Lasse Hartmann, a Danish national, used his relationship with lifestyle blogger Adanma Wokoh to get vast sums of money from her and her professional contacts.
His victims, numbering more than 20 people, lost in excess of £104,000 (€121,000) during the 17-month period of his scams, police said.
The 43-year-old convinced Ms Wokoh, with whom he had an 18-month relationship, they should rent a flat in the affluent Belgravia area of London, she said.
He bought her an engagement ring he told her had cost £50,000 (€58,000) which turned out to be worth just £20 (€23).
In his guise as a businessman, using the alias Lars Petraeus, Hartmann promised various investors wine packages that were never delivered, costing one trader almost £20,000 (€23,000).
Unbeknown to investors and Ms Wokoh, the professional fraudster was using much of the money to fund his gambling habit, police said.
He was found guilty on Thursday at Snaresbrook Crown Court of 22 counts of fraud.
Ms Wokoh, who described giving evidence at his trial as "probably the hardest thing I have ever had to do in my life", said despite the trauma she does not want to see herself as a victim.
She told the Press Association: "I had a lucky escape.

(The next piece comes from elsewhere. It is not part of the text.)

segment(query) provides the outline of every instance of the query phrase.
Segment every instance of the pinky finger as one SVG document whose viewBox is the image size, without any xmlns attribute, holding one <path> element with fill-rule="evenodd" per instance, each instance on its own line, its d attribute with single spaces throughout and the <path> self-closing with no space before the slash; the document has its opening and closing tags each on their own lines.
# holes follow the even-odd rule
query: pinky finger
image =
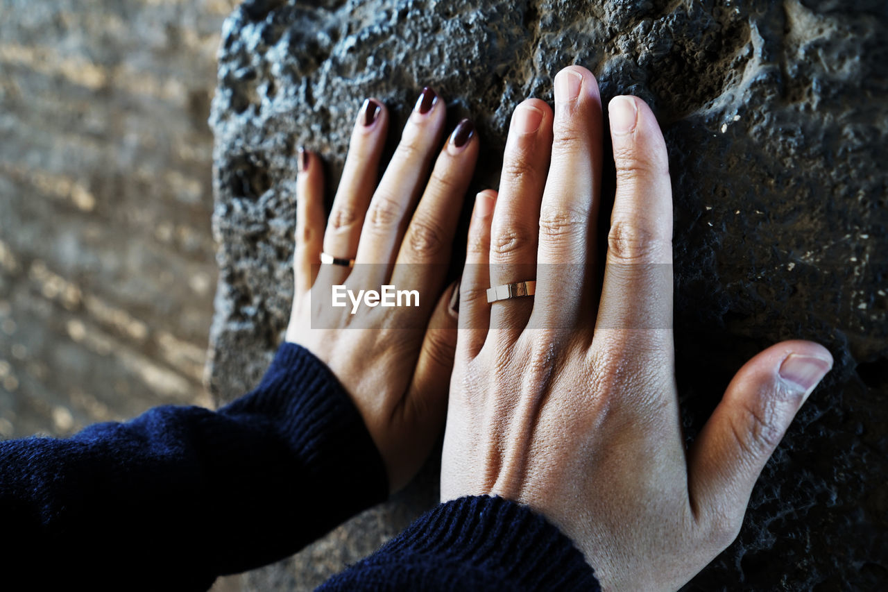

I feel like it could have been so much worse. I don't want to feel like a victim.
"I have come out of this quite strong. My family really rallied around me, and my friends."
The 32-year-old, who runs a blog about living in London, said she believes she lost close to £13,000 (€15,000) to her former partner, but because of her Christian faith she has decided to forgive him.

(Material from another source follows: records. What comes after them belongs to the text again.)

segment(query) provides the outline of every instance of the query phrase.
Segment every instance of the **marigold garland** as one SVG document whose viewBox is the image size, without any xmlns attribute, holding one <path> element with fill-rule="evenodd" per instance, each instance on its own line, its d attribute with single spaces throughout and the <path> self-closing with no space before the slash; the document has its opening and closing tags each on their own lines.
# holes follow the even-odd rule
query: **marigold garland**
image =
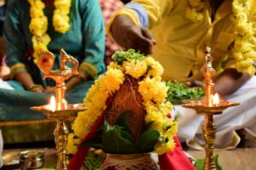
<svg viewBox="0 0 256 170">
<path fill-rule="evenodd" d="M 147 111 L 145 122 L 154 122 L 151 128 L 157 130 L 161 136 L 154 150 L 161 155 L 175 147 L 172 138 L 177 132 L 177 122 L 168 117 L 172 105 L 165 99 L 168 88 L 161 82 L 163 68 L 159 62 L 148 57 L 140 60 L 126 60 L 121 65 L 117 62 L 110 63 L 106 75 L 100 76 L 84 100 L 88 110 L 79 112 L 73 124 L 73 133 L 69 134 L 67 145 L 68 152 L 74 154 L 77 151 L 83 138 L 90 133 L 96 120 L 106 109 L 108 98 L 119 90 L 124 82 L 124 72 L 135 78 L 143 77 L 138 91 L 143 96 L 143 105 Z"/>
<path fill-rule="evenodd" d="M 238 71 L 247 72 L 250 76 L 255 73 L 253 63 L 256 60 L 253 42 L 255 35 L 253 26 L 256 26 L 251 21 L 248 14 L 252 3 L 252 0 L 234 0 L 232 3 L 235 44 L 231 54 L 236 60 L 232 64 Z"/>
<path fill-rule="evenodd" d="M 50 37 L 47 34 L 48 19 L 44 14 L 45 5 L 41 0 L 28 0 L 28 3 L 31 6 L 29 30 L 32 34 L 33 57 L 34 62 L 37 63 L 39 52 L 48 50 L 47 45 L 50 42 Z M 65 33 L 70 27 L 68 14 L 71 0 L 55 0 L 54 5 L 54 28 L 60 33 Z"/>
</svg>

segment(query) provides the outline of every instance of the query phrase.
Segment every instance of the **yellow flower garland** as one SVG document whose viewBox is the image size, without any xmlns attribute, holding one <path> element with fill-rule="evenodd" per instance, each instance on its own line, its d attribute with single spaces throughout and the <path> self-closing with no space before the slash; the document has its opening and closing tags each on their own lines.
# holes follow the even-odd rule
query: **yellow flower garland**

Asked what message she has for Hartmann, she said: "He really needs to look at what he is doing to people and get some kind of help or rehabilitation.
"He did not look like he was showing remorse (in court)."
She added: "People may think they will never be a victim of a con artist but I'm testimony it can happen to anyone.
"I went into the relationship hoping to find my life partner and finding out it was a sham almost broke me. When you hit rock bottom, the only way is up.
"While I'd never wish this on anyone, it's made me stronger in the process.
"My faith, family and friends are helping me recover. As bitter as this was, I want to share my experiences with the world so other people can avoid the grief and pain I had to go through."
Pc Alex Ramsay, head of the Metropolitan Police unit in charge of the case, said of Hartmann: "He exploited everyone around him, not least the woman who thought that she was going to marry him.
"He used her status as a respected food blogger to give him credibility and from there managed to convince a number of businesses to go into partnership with him.
"He never had any intention of delivering his side of the bargain and simply used their money to fund his lavish lifestyle and gambling habit.
"He is now facing the very real prospect of time in prison, which reflects the devastation and misery he has caused to such a large number of victims."
Hartmann, of Cardinals Way, north London, is due to be sentenced at Snaresbrook Crown Court on April 28.